Printemps précoce entre la Chine et le Vatican

Source: FSSPX Actualités

Consécration épiscopale Mgr Peter Wu Yishun, le 31 janvier 2024

En moins d’une semaine, plusieurs consécrations épiscopales ont été réalisées en Chine d’un commun accord entre le Saint-Siège et Pékin. Faut-il y voir un réchauffement des relations sino-vaticanes à quelques mois du renouvellement de l’accord provisoire signé entre les deux Etats en 2018, ou un mouvement d’une nature plus profonde ?

« Quand l’amour vous sourit. » Ce jeu de mots utilisé à l’occasion du compromis trouvé à l’issue d’un conflit frontalier ayant opposé brièvement l’Union soviétique et la Chine le long des fleuves Amour et Oussouri – c’était en 1969 – illustre l’actualité des rapports entre l’Eglise catholique et l’empire du Milieu.

Le lundi 29 janvier 2024, le Saint-Siège annonçait en effet l’érection du nouveau diocèse de Weifang et la consécration épiscopale de son premier évêque, Mgr Anthony Sun Venjun. Quelques jours auparavant, le 25 janvier précédent, en la fête de la conversion de saint Paul, Mgr Taddeus Wang Yuesheng était consacré évêque de Zhengzhou, circonscription ecclésiastique de la province du Henan.

Quelques jours plus tard – le 31 janvier – un autre évêque, Mgr Peter Wu Yishun, était lui aussi consacré. Autant de nominations réalisées dans le cadre de l’accord provisoire signé entre Rome et Pékin en 2018.

Les plus optimistes y voient une relance d’un processus diplomatique qui semblait au point mort depuis plusieurs mois : la création du diocèse de Weifang et l’installation de Mgr Sun Venjun auraient été ratifiées par le souverain pontife en avril 2023, une décision « gelée » lorsque le Vatican a appris dans la foulée la nomination unilatérale de Mgr Joseph Shen Bin au siège épiscopal de Shanghai.

De plus, lors des fêtes de Noël dernier, l’évêque de Wehzhou, Mgr Peter Shao Zhumin, a été arrêté par les autorités pour avoir contesté publiquement une réorganisation de sa circonscription ecclésiastique décidée sans son accord. Mais le climat semble s’être subitement réchauffé durant le mois de janvier.

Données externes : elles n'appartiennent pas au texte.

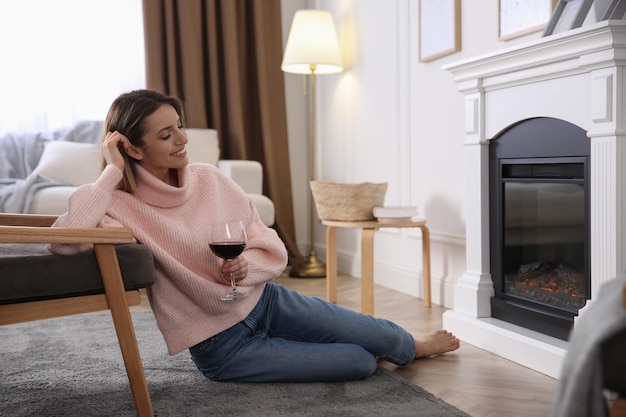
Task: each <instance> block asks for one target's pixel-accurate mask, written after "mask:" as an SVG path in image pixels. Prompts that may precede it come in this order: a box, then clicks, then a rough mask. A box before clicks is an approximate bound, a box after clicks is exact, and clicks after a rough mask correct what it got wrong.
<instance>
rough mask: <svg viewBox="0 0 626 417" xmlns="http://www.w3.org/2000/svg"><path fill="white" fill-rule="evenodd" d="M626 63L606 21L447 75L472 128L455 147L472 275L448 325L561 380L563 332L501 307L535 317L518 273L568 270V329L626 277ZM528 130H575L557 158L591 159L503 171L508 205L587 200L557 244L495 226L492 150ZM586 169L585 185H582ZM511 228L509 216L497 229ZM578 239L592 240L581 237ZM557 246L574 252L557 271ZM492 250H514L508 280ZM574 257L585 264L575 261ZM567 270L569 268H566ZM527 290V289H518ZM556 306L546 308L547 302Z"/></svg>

L’arrière-pensée des mandarins rouges derrière ces consécrations

Un autre éclairage est donné par un membre du clergé chinois qui s’est confié au média d’informations religieuses The Pillar qui lui a garanti l’anonymat pour d’évidentes raisons de sécurité.

Selon ce « religieux de haut rang », l’érection – décidée conjointement par Rome et Pékin – du diocèse de Zhengzhou et les autres réorganisations territoriales répondent à des enjeux de politique intérieure : « Il s’agit de démanteler les diocèses où le taux d’adhésion à l’Association patriotiques des catholiques chinois (APCC) est le plus faible. »

Rappelons que dans la foulée de l’accord provisoire signé avec le Vatican, les mandarins rouges ont décrété que tous les membres du clergé devaient désormais être membres de l’APCC, une émanation directe du Parti communiste chinois (PCC) qui a pour vocation de contrôler l’Eglise.

Et la source religieuse d’ajouter qu’il existe une autre raison permettant d’expliquer les actuelles restructurations : « Les frontières actuelles des diocèses correspondent encore à la Chine d’avant la révolution maoïste : or, les autorités pensent qu’elles devraient plutôt coïncider avec les circonscriptions civiles actuelles, comme l’a fait Napoléon en France pour la carte des circonscriptions ecclésiastiques. »

De façon générale, l’idée qu’une institution privée, même étrangère, jouisse d’une autonomie est totalement étrangère à l’idéologie du PCC : « même les entreprises privées ont en Chine un administrateur qui est en fait un relai du Parti », conclut le religieux chinois.

Il faut enfin garder à l’esprit que l’empire du Milieu a toujours aimé souffler le chaud et le froid dans ses relations diplomatiques : si les décisions unilatérales de Pékin et les silences chinois des derniers mois ont pu inquiéter oltretevere, les pas en avant de ces derniers jours sont peut-être le signe d’une nouvelle série d’annonces permettant de remettre l’accord sino-Vatican sur les rails, avant une éventuelle prolongation en septembre 2024.

Et cela tandis que la sinisation avance toujours à grands pas, laissant prêtres et fidèles dans le plus grand désarroi.